Amanda Geist editor at texas.net
Sat Jul 13 22:36:28 UTC 2002


> On Sat, 13 Jul 2002, shelaghcol wrote:
>
> > What are the actual house colors for each house?

Vicki answered

> Gryffindor is actually red and gold, and the reds used in the movie were
> darker, towards maroon, than towards orange.  Slytherin is green and
> silver, with no shade of green specified, though everyone seems to
> associate Slytherin with darker greens.
>
> > What are Hufflepuff's and Ravenclaw's colors?
>
> Hufflepuff is black and yellow, and Ravenclaw is blue and bronze.
>
> I believe for any of these, your best reference for colors is to check out
> official illustrations for each of the houses' crests.

I will not go into my heraldic rant about the incorrect usage of the word
"crest" here; nobody wants to hear that.

Vicki is partly correct. To amplify, there is a difference between the
colors on a coat of arms and any associated livery, the latter being
identifying colors worn by a noble's household or by a group. The shades of
the liveries are usually not precisely the colors on the armory. Armorial
colors, those used on coats of arms, are bright and primary and bold. Livery
colors are often more understated versions of those bright heraldic colors.

So I'm listing both, the colors of the House coats, which are properly the
House "colors" when you use the term, and the House liveries (if you can
call scarves and ties liveries), which are what the students *wear.* [For
example, if you were decorating your room in Gryffindor's colors, you should
use red and gold/yellow (Heraldically, gold = bright yellow and silver =
white). But if you're knitting a Gryffindor scarf, you should use maroon and
golden yellow.]

Gryffindor's coat of arms bears a gold lion on red. The livery colors looked
to be maroon and golden yellow.

Slytherin bears a silver snake on green (heraldic greens are bright Kelley
green). Their livery looked to be a less enthusiastic but still true green
and white.

Ravenclaw bears a golden eagle on blue. I know, it's described as bronze,
but heraldically it would also be considered gold. I never looked close
enough in the movie to tell, but I'm betting they have a less golden, more
rusty yellow and a darker shade of blue than on the coat.

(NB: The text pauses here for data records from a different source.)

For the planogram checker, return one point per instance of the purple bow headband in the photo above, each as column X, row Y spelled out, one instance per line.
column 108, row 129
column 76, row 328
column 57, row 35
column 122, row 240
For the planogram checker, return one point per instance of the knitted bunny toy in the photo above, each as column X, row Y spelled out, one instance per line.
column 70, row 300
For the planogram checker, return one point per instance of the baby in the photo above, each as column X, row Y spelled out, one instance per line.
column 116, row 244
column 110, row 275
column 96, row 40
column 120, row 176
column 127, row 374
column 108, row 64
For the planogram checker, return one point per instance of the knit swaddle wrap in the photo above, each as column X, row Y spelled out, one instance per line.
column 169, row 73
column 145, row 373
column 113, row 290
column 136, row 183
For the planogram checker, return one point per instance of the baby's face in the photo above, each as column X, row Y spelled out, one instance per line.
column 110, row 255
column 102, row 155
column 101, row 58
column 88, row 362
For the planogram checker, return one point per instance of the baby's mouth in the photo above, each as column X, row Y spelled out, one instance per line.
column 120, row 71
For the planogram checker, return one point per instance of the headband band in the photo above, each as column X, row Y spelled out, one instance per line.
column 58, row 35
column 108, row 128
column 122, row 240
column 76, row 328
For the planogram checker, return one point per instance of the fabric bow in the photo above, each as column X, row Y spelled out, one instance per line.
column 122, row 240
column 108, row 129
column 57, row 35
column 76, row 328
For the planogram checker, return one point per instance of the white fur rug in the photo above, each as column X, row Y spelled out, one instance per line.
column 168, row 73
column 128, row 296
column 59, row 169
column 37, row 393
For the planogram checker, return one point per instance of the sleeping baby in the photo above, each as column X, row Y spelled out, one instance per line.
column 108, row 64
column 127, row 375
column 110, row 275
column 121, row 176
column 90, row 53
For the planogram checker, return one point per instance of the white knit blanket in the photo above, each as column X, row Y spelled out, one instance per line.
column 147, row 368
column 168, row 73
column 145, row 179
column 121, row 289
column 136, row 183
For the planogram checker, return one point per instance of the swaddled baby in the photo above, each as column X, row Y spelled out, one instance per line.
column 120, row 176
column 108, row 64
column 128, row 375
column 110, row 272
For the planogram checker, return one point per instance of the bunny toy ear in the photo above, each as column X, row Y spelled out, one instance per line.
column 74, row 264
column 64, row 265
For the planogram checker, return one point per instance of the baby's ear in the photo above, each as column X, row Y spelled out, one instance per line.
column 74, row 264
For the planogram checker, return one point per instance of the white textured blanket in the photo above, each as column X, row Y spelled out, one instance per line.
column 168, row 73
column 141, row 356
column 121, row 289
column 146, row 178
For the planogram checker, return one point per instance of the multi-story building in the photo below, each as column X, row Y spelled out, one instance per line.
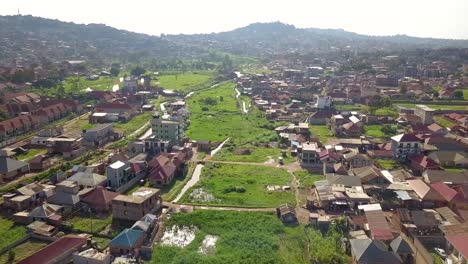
column 167, row 128
column 133, row 207
column 425, row 113
column 118, row 174
column 406, row 145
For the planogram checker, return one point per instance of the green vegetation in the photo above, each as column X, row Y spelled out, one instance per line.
column 24, row 250
column 216, row 122
column 444, row 122
column 250, row 237
column 247, row 153
column 438, row 107
column 322, row 132
column 10, row 232
column 241, row 185
column 387, row 164
column 30, row 154
column 135, row 123
column 88, row 224
column 380, row 131
column 183, row 81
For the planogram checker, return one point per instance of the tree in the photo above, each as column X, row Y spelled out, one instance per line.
column 458, row 94
column 115, row 71
column 137, row 71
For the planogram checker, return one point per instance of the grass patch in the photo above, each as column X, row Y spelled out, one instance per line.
column 24, row 250
column 216, row 115
column 88, row 224
column 387, row 164
column 32, row 153
column 322, row 132
column 257, row 154
column 135, row 123
column 10, row 232
column 183, row 81
column 244, row 237
column 444, row 122
column 242, row 185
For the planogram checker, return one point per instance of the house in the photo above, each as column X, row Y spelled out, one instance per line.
column 368, row 251
column 66, row 194
column 127, row 242
column 420, row 163
column 99, row 199
column 357, row 160
column 88, row 179
column 450, row 158
column 133, row 207
column 60, row 251
column 426, row 193
column 406, row 145
column 403, row 249
column 39, row 163
column 162, row 169
column 10, row 168
column 456, row 244
column 118, row 174
column 99, row 135
column 91, row 256
column 287, row 214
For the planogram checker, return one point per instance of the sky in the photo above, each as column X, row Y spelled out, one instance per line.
column 420, row 18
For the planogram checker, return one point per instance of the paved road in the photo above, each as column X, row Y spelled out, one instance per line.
column 195, row 178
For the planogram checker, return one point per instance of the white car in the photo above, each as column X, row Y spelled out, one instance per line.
column 440, row 252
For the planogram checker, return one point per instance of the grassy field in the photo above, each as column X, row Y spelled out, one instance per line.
column 242, row 185
column 244, row 237
column 215, row 116
column 257, row 154
column 30, row 154
column 183, row 81
column 438, row 107
column 444, row 122
column 92, row 225
column 387, row 164
column 9, row 232
column 322, row 132
column 24, row 250
column 135, row 123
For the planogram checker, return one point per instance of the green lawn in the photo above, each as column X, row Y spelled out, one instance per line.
column 443, row 121
column 438, row 107
column 322, row 132
column 242, row 185
column 387, row 164
column 9, row 232
column 27, row 156
column 244, row 237
column 24, row 250
column 135, row 123
column 183, row 81
column 87, row 224
column 348, row 107
column 222, row 118
column 257, row 154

Hufflepuff, for no reason I can fathom, was altered. If you look closely at
the Hogwarts coat of arms (which combines all four Houses' coats), you'll
see that for some obscure reason they have changed the badger to
white/silver. ?? Ugh. They took this lovely design of a black badger on a
gold field, and made it white on gold. This is called Low Contrast--hard to
see from any distance away--and if their scarves are similarly white and
yellow, I repeat, Ugh. They *should* be black and yellow, but I don't know
that we saw any Hufflepuff students close up enough to know what they did
with them in the movie.

It gets confusing, because the liveries of the Houses are not very different
from their armorial colors. In actual usage, livery colors often had nothing
to do with the colors on a coat of arms, they'd just be what a particular
noble or king liked (as opposed to the colors on his coat, which he
inherited and had no say about). With the Houses, though, they are so very
close that the same words can be used for them unless you're getting very
techical about shades.

Now aren't you all glad I didn't run on and on about heraldry?